BOLIVIA, 6 DECEMBER 2009. Evo Morales, incumbent presidential candidate for Movimiento al Socialismo (Movement towards Socialism, MAS), has been returned as President of Bolivia with a landslide 62% of the vote. MAS also won 25 out of 36 seats in the Bolivian Senate, gaining the two-thirds majority necessary for approving constitutional changes, key legislation, and judicial appointments.
This victory will enable MAS to continue the programme of revolutionary change started when Morales, Bolivia’s first indigenous president, came to power in December 2005.
The MAS government has renationalised Bolivia’s hydrocarbon wealth, ensuring state control over its exploitation. Over the last 5 years this has generated an extra $5 billion of state revenue, which is being invested in state-owned production and infrastructure, health and education for the benefit of Bolivia’s poor majority.
The first 5 years of MAS government have seen:
- The eradication of illiteracy, with 824,000 people being taught the basics of reading and writing using the Cuban ´Ýes I Can´ teaching programme. This Project is now being extended to teach higher literacy and numeracy skills to those who need them;
- A rapid expansion of basic services to previously deprived rural areas. Electricity, sewerage, water, telephone and information technology are now written into the constitution as basic rights;
- Peasant communities receive 1,400 free tractors, and $237 million spent on 2,810 public works, sanitation, and drinking water projects;
- A new land reform, redistributing 26 million hectares of unproductive land to 98,454 families, and imposing a maximum of 5,000 hectares for private ownership of land;
- The proportion of the population in extreme poverty fall from 37.8% to 31.8%;
- The construction of 1,540 educational institutions – schools, colleges, and universities;
- 545 new health centres – in 2005 there were only 434 in the country.

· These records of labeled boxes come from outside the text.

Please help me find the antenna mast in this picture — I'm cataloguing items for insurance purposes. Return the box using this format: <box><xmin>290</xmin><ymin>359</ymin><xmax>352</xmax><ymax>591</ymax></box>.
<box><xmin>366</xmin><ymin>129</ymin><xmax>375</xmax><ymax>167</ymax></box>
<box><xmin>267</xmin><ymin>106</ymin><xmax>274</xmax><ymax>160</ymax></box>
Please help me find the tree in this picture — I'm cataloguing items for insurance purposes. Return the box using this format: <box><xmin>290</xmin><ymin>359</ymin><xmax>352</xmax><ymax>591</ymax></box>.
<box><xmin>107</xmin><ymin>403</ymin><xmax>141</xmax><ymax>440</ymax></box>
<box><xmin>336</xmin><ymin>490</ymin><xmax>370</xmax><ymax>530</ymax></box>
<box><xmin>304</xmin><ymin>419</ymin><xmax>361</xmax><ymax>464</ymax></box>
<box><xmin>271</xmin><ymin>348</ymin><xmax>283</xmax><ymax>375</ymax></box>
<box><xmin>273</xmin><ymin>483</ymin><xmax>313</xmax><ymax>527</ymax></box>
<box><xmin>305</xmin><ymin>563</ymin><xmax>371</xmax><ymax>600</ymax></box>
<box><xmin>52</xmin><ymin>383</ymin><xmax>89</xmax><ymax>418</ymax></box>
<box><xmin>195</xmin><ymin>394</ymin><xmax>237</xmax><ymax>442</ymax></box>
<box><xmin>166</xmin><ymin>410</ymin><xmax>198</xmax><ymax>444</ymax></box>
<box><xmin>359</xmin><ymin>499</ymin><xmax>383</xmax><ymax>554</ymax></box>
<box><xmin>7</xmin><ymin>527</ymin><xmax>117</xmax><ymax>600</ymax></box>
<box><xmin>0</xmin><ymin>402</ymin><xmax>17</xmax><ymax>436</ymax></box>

The success of the Morales government represents a further defeat for the Bolivian ruling class, who, under previous governments, sold Bolivia’s resources to enrich themselves. Manfred Reyes, a former prefect of Cochabamba province whom the masses drove out of Cochabamba two years ago for advocating separation from Bolivia, won only 23% of the presidential vote, and left immediately for Miami to evade corruption charges.
The Revolutionary communist Group celebrates this latest election result as a further defeat for imperialism and a victory for Bolivia’s workers, campesinos and indigenous majority.